In the mean time, I have been playing with the simulation, and I believe I have a good enough handle on things to produce a number of results.

There are basically 3 different configurations we can explore:

1) Q1-Q5 in true parallel. An oscillating circuit is possible in this configuration, but the wave forms are somewhat different than what Rose currently has.

2) Q1 as the Gate drive, and Q2-Q5 with G and S pins swapped. This configuration oscillates and produces wave forms that are closer to the actual scope measurements. This is also the current configuration of the actual apparatus as it has been tested. I can demonstrate an average 0 or negative shunt voltage as Rose has. The Vbat and shunt traces are nicely inverted (although lightly offset) from each other. All powers and currents can be demonstrated.

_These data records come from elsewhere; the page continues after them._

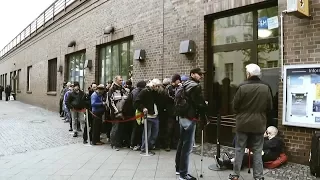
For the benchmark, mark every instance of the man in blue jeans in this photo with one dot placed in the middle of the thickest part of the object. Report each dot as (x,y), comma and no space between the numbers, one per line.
(196,109)
(148,102)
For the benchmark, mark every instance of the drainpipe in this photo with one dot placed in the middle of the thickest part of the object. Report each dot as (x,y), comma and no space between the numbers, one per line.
(282,42)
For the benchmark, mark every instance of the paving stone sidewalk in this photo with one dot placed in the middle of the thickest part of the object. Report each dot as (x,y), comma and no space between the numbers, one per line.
(290,171)
(25,128)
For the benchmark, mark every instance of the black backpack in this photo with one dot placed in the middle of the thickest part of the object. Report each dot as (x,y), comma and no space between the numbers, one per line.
(314,161)
(181,101)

3) Q2-Q5 receive Gate drive, and Q1 is connected with G and S pins swapped. This is the configuration of the last simulation diagram Rose published on her blog. This is not representative of the current build apparatus, but does produce similar results to 2) above. In fact in terms of the simulation, this configuration produces wave forms that are closer to the actual scope traces than in 2). A negative shunt current can easily be demonstrated, along with all the actual powers and currents throughout the circuit.

The one caveat however in all the simulations, has been that the Gate drive resistor must be quite a bit lower than the theoretical 50 Ohms output of the Function Generator. Values can range from 2 Ohms to 22 Ohms (as was used in the last sim posted by Rose).

My simulation of the exact same Simetrix schematic Rose last posted did not want to run with the Gate resistor at 22 Ohms as shown. It required a value of about 5 Ohms in order for oscillation to occur. This could be due a to slightly different IRFPG50 model used in Simetrix compared to PSPice. However, as I mentioned in a previous post, the Function Generator does not supply significant power to the load, it is mainly used as a DC bias for the Gate to enable/disable circuit oscillation by adjusting the MOSFET channel resistance. The FG also appears to be providing for a low-impedance AC path for the high frequency oscillations, and without this path, the circuit will not oscillate and supply significant power to the load.

So I ask Rose or anyone; is there any particular circuit and any particular "effect" you would be interested in seeing?

Just let me know and I will try to produce the desired results. In the mean time, I will be playing a bit more and perhaps posting some of the various results which I feel get to the meat of the matter here.